The new IMX324 is priced at $90 and has an effective resolution of 7.42MP has three times the vertical resolution of most car cameras.

Update: 2017-10-24 08:30 GMT
The camera is capable of seeing road signs from 160 metres away and has low-light sensitivity that allows it to see pedestrians in dark situations, and offers a trick that captures dark sections at high sensitivity but bright sections at high resolution in order to max out image recognition.

Driverless or autonomous cars need extraordinary senses, and for the most part they tend to have them in form of ultrasound, radar, lidar, near-infrared including others. But regular cameras, often overshadowed in favour of other exciting technologies, are a crucial part given they collect data that is used to read messages on road signs.

Now Sony has introduced a new camera sensor that is designed to boost the camera vision. The new IMX324 is priced at $90 and has an effective resolution of 7.42MP, which sounds like a regular smartphone camera or lower, but with three times the vertical resolution of most car cameras.
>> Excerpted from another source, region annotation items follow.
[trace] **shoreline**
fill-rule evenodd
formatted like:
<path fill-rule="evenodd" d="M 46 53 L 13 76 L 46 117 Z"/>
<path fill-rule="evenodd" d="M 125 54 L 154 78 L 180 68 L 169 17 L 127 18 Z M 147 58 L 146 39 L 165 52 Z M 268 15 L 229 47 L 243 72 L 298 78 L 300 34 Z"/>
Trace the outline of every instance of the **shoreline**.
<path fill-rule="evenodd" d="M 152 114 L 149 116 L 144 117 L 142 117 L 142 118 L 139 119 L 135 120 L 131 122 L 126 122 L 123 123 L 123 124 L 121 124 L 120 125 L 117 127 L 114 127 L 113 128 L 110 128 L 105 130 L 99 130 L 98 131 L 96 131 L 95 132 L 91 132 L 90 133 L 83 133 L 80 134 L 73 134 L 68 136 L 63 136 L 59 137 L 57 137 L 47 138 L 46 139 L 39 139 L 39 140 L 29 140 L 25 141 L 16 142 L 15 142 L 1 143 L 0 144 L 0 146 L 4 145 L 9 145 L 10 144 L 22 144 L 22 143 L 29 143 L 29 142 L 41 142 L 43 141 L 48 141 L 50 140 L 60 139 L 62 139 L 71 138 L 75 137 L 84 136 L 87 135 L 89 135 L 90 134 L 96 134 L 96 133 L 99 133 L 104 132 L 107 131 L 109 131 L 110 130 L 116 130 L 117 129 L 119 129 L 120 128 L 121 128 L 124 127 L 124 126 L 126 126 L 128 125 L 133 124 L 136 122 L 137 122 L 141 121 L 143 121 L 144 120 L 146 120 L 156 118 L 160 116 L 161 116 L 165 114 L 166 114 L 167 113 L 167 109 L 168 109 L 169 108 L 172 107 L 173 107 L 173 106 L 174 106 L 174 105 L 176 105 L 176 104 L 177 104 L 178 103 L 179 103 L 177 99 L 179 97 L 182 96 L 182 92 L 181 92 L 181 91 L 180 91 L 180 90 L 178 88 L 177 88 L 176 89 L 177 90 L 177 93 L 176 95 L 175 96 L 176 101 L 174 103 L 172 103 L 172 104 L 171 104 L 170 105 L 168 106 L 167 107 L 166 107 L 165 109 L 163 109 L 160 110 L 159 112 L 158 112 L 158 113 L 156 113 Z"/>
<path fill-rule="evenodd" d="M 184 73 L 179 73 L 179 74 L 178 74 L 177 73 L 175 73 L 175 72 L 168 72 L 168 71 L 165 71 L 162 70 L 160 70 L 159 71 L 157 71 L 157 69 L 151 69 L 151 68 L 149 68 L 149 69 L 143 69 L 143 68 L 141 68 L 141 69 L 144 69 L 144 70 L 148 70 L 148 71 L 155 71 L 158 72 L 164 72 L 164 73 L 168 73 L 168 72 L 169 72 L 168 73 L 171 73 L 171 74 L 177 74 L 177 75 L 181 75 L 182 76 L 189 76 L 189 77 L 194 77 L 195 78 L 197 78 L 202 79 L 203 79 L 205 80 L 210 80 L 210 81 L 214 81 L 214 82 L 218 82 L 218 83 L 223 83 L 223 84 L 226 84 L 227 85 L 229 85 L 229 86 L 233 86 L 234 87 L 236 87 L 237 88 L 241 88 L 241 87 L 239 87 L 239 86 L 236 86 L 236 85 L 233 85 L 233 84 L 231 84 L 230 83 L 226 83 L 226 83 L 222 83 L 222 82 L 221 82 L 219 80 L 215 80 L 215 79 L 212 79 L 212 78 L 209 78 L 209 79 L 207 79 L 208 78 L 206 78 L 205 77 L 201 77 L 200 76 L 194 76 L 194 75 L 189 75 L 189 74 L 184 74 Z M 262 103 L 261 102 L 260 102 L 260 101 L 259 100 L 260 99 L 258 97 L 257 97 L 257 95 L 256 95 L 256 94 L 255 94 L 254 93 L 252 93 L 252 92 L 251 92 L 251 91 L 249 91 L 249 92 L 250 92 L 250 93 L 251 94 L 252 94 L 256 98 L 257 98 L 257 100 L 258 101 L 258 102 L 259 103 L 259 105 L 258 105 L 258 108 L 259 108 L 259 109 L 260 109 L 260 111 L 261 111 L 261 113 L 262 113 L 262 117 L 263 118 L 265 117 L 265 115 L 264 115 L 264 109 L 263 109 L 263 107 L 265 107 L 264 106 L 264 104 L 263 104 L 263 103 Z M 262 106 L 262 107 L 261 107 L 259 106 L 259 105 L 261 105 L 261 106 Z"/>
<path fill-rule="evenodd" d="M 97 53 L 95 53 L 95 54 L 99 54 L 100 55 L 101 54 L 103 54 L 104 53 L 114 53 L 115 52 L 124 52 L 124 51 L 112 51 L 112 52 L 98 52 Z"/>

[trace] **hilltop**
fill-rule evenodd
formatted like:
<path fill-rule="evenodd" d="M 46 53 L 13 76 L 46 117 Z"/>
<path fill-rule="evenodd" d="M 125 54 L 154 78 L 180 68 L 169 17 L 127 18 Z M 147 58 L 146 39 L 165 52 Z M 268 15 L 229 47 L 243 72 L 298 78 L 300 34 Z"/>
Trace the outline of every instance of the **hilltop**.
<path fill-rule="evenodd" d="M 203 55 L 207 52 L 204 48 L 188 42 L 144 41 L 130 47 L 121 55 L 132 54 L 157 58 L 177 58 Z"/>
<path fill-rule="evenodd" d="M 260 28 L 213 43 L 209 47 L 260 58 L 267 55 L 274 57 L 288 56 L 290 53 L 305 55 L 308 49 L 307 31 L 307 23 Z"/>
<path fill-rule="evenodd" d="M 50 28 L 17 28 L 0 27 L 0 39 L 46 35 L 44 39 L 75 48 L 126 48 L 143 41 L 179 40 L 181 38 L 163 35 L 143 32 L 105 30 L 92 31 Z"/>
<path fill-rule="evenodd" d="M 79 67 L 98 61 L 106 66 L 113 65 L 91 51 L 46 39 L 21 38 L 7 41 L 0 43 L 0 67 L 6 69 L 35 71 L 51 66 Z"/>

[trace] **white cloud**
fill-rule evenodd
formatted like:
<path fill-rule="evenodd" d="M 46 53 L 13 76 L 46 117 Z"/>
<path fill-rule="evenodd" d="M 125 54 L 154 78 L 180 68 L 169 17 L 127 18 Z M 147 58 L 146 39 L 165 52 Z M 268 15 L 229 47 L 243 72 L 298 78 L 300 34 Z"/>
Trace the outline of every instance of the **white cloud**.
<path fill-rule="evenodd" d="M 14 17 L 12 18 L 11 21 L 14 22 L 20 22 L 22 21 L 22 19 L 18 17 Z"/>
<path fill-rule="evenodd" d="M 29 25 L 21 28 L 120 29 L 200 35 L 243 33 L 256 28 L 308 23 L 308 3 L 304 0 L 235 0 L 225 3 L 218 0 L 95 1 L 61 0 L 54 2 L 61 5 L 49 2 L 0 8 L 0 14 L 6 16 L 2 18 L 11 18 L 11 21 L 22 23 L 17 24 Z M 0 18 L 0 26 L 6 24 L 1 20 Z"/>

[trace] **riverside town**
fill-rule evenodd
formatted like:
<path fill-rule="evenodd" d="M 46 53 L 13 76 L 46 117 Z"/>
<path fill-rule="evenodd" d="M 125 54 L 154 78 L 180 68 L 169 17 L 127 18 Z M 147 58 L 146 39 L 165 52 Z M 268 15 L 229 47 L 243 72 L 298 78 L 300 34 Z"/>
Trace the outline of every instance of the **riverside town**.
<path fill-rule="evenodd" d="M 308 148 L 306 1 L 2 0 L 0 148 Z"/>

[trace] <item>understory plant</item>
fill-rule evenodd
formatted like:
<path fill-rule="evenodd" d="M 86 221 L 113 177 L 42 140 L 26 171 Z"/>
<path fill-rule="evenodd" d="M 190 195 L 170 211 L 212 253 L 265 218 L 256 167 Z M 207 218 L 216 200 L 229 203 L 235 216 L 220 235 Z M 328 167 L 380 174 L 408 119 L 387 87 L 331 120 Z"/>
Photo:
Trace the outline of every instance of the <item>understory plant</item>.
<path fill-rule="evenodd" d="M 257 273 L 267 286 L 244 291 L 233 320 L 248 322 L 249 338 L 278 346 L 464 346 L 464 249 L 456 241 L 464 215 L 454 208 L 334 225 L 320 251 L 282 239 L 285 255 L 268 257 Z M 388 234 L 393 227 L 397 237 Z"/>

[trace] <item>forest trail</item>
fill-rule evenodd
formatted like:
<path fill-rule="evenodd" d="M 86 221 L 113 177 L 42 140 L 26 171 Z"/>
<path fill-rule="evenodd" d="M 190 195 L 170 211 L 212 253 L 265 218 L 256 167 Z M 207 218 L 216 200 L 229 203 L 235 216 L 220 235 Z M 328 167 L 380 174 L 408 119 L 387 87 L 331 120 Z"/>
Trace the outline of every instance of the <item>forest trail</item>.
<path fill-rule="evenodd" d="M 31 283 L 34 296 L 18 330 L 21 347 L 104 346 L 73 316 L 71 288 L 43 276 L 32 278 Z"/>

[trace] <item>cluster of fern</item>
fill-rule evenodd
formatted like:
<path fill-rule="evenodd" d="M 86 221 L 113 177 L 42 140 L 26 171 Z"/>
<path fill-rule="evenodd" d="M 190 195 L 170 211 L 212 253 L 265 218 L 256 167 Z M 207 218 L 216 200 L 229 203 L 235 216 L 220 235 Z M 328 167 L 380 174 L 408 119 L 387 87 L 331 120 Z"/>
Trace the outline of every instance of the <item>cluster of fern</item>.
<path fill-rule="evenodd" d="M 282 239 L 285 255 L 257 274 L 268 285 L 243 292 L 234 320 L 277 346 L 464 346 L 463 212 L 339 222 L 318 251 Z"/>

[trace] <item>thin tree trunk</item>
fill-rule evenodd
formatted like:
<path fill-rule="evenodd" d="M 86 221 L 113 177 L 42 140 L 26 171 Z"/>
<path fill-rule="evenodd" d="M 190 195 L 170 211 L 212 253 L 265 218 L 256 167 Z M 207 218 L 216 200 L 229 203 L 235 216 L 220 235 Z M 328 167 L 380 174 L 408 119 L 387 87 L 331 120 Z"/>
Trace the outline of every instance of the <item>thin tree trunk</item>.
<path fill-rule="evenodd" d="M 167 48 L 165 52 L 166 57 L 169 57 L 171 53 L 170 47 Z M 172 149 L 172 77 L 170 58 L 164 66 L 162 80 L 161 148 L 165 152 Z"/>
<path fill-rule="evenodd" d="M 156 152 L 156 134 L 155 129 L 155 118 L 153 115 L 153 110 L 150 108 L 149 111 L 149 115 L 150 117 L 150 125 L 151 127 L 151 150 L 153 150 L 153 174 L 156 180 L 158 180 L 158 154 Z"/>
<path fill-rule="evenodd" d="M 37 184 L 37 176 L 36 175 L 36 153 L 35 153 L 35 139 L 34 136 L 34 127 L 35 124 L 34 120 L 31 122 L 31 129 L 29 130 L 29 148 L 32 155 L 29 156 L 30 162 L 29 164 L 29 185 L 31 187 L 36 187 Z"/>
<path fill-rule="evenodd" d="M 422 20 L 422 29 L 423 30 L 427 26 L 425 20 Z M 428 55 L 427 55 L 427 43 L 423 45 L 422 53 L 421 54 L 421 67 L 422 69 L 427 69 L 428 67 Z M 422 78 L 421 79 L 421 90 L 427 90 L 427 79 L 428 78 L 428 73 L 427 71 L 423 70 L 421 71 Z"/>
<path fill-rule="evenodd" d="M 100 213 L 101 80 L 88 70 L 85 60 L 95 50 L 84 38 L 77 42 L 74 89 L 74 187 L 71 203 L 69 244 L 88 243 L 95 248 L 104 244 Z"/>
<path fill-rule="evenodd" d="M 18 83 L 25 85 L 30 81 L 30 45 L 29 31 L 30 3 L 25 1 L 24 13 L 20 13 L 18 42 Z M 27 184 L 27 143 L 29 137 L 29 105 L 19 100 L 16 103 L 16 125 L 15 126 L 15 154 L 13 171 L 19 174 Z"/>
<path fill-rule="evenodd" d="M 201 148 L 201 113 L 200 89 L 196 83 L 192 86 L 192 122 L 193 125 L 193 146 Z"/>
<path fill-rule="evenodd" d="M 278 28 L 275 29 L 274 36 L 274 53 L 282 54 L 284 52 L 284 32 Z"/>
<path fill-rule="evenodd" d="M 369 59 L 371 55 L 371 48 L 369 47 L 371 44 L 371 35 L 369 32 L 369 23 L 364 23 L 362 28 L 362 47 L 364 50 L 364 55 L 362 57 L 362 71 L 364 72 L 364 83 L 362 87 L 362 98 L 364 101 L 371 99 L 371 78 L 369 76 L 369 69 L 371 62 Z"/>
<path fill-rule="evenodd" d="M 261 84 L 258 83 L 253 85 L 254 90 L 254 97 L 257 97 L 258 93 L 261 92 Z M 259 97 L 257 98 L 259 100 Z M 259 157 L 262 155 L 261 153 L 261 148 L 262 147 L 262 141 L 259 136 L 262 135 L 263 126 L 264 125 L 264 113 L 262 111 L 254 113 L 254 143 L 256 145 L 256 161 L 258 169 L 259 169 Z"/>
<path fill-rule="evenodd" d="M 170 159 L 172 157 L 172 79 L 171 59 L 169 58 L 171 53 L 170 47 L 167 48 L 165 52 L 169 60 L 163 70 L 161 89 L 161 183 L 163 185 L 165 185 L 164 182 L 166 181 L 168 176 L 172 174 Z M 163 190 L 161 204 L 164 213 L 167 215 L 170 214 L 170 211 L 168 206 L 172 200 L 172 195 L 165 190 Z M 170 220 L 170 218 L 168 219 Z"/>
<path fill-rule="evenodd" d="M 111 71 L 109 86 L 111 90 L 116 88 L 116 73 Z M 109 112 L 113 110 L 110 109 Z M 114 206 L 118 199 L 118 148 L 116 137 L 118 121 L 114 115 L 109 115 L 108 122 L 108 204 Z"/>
The camera is capable of seeing road signs from 160 metres away and has low-light sensitivity that allows it to see pedestrians in dark situations, and offers a trick that captures dark sections at high sensitivity but bright sections at high resolution in order to max out image recognition.

Expecting a beefed-up camera to eliminate the need for other sensors will be asking for too much. Even with strong low-light capabilities, cameras don’t perform well in the dark and are unable to offer the precise ranging abilities of other sensors. This also means lidar and radar will continue to be crucial for optical cameras.